Passengers on board the New Shepard will travel more than 60 miles above the planet's surface into suborbital space, where they can experience weightlessness and see the curvature of the planet before returning to Earth.

"This seat will change how you see the world," the company said in a statement

Blue Origin didn't reveal the price of future trips to space. Reuters reported in 2018 that Blue Origin was planning to charge passengers at least $200,000 for the ride, based on an appraisal of rival space voyage prices from billionaire Richard Branson's Virgin Galactic. 

Blue Origin began test flights on New Shepard in 2016. By December of the following year, it had completed six straight successful tests. Company officials said its most recent test flight, launched April 14, was significant because it featured personnel entering and exiting the capsule as a rehearsal for human flight.
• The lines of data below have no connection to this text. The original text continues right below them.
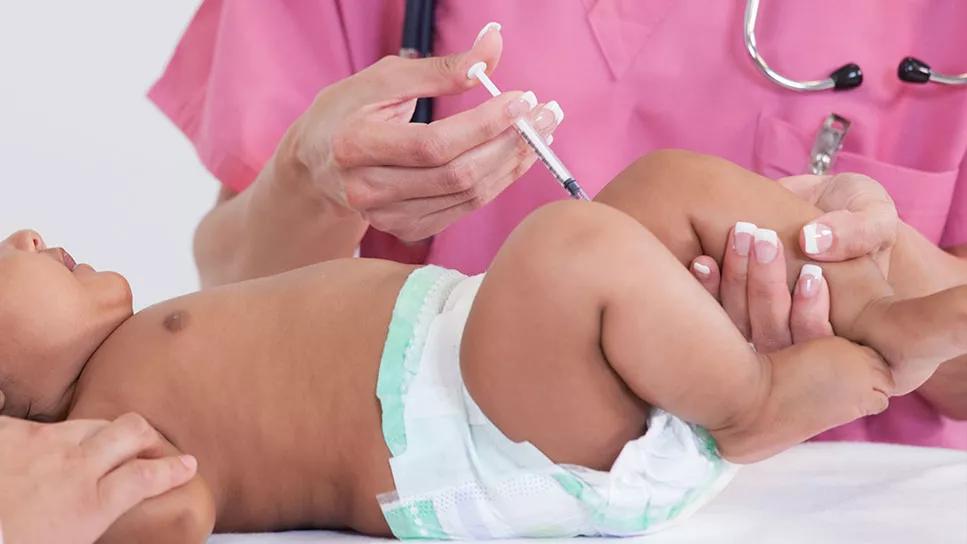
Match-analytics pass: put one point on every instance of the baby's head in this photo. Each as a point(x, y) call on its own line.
point(53, 316)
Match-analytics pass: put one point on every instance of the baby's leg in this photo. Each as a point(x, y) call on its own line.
point(690, 201)
point(585, 320)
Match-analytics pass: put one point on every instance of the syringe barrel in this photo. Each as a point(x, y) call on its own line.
point(544, 152)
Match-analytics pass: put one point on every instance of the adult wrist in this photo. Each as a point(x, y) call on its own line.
point(920, 267)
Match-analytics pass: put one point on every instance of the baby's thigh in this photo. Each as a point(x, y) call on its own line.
point(531, 354)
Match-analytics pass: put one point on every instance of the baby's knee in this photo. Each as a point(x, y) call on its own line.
point(581, 232)
point(660, 177)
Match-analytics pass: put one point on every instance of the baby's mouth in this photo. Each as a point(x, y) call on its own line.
point(60, 254)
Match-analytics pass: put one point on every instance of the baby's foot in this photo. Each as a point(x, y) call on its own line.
point(916, 335)
point(814, 386)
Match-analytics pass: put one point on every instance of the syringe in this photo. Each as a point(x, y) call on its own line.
point(526, 130)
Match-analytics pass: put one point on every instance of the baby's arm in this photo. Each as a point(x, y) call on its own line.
point(690, 202)
point(585, 320)
point(185, 515)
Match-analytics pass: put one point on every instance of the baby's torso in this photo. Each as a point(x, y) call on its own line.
point(271, 385)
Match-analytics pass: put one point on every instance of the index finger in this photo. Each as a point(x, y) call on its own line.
point(397, 78)
point(125, 438)
point(381, 143)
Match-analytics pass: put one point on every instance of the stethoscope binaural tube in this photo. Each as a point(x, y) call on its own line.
point(848, 76)
point(845, 77)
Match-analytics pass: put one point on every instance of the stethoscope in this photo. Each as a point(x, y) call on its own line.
point(845, 77)
point(417, 42)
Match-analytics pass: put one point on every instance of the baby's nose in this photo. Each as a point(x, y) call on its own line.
point(27, 240)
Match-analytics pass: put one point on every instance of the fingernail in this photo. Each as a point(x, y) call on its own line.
point(478, 67)
point(817, 238)
point(766, 245)
point(190, 462)
point(810, 276)
point(487, 28)
point(556, 108)
point(742, 237)
point(522, 105)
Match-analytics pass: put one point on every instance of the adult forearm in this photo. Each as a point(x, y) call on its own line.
point(279, 223)
point(918, 268)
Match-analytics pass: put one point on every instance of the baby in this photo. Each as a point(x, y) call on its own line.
point(586, 385)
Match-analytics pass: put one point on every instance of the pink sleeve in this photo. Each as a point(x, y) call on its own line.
point(955, 232)
point(244, 71)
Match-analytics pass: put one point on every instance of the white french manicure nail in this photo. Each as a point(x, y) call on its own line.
point(809, 237)
point(477, 68)
point(766, 245)
point(701, 268)
point(812, 270)
point(745, 228)
point(530, 98)
point(556, 110)
point(487, 28)
point(768, 236)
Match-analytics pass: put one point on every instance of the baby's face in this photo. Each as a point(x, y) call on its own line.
point(54, 314)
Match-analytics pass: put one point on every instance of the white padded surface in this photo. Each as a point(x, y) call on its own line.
point(818, 492)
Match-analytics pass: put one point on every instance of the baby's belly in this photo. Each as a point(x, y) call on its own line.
point(271, 385)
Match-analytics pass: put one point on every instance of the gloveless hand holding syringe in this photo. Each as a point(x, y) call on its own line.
point(530, 135)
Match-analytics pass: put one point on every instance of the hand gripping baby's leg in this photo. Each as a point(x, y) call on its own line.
point(585, 319)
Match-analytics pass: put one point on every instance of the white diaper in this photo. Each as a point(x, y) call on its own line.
point(458, 476)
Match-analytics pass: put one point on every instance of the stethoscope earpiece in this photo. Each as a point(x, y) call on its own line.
point(913, 70)
point(848, 76)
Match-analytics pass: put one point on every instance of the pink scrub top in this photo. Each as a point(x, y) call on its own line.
point(632, 76)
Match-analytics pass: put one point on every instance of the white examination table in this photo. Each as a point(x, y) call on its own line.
point(817, 493)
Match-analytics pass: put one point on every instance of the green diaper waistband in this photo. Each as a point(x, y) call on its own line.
point(418, 302)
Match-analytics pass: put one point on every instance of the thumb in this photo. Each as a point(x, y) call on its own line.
point(842, 235)
point(397, 79)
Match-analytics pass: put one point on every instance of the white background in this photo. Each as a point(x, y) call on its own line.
point(85, 158)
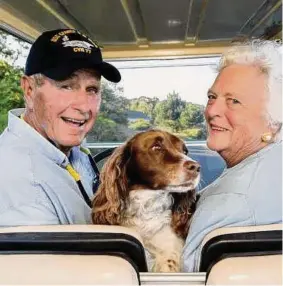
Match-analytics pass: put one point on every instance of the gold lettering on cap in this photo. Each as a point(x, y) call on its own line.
point(56, 37)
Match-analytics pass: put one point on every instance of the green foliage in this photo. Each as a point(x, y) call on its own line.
point(169, 109)
point(140, 125)
point(192, 115)
point(194, 133)
point(11, 95)
point(113, 106)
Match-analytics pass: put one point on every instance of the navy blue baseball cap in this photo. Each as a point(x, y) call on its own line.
point(59, 53)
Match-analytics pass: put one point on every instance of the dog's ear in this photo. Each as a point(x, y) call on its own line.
point(183, 208)
point(111, 197)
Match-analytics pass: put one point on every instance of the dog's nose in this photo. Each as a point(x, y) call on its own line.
point(192, 167)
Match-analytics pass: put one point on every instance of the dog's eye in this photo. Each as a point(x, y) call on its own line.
point(156, 147)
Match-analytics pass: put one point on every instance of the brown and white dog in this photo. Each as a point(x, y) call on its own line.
point(148, 184)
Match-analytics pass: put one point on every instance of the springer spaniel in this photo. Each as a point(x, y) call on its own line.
point(148, 184)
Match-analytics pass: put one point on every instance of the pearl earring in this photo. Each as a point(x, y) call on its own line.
point(267, 138)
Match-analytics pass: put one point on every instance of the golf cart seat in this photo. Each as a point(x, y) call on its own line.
point(243, 256)
point(71, 255)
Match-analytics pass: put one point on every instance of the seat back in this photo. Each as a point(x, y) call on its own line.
point(71, 255)
point(243, 256)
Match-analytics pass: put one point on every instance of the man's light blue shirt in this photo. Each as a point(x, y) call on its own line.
point(249, 193)
point(35, 187)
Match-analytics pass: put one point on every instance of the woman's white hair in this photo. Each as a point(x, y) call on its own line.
point(267, 56)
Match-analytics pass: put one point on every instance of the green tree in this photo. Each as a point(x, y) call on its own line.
point(111, 124)
point(11, 95)
point(145, 105)
point(140, 125)
point(113, 106)
point(168, 111)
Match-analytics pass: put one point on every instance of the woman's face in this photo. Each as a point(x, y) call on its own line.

No staff members, however, remained on board for the launch.

Virgin Group founder Richard Branson on future of travel industry

The online auction marks the latest development in the competition within the fledgling space-tourism industry. Branson's Virgin Galactic is expected to begin trips to space early next year. Tickets cost more than $250,000 each, and the company has sold more than 600 seats, according to CNBC.

Another competitor, Elon Musk's SpaceX, has already sold tickets for a private 10-day ride to the International Space Station. That trip is slated to launch later this year. Tickets sold for $55 million each.

A 2019 UBS analysis projected space tourism will be valued at $3 billion by 2030. The larger space industry is expected to be worth $805 billion by that same year, the investment bank forecast.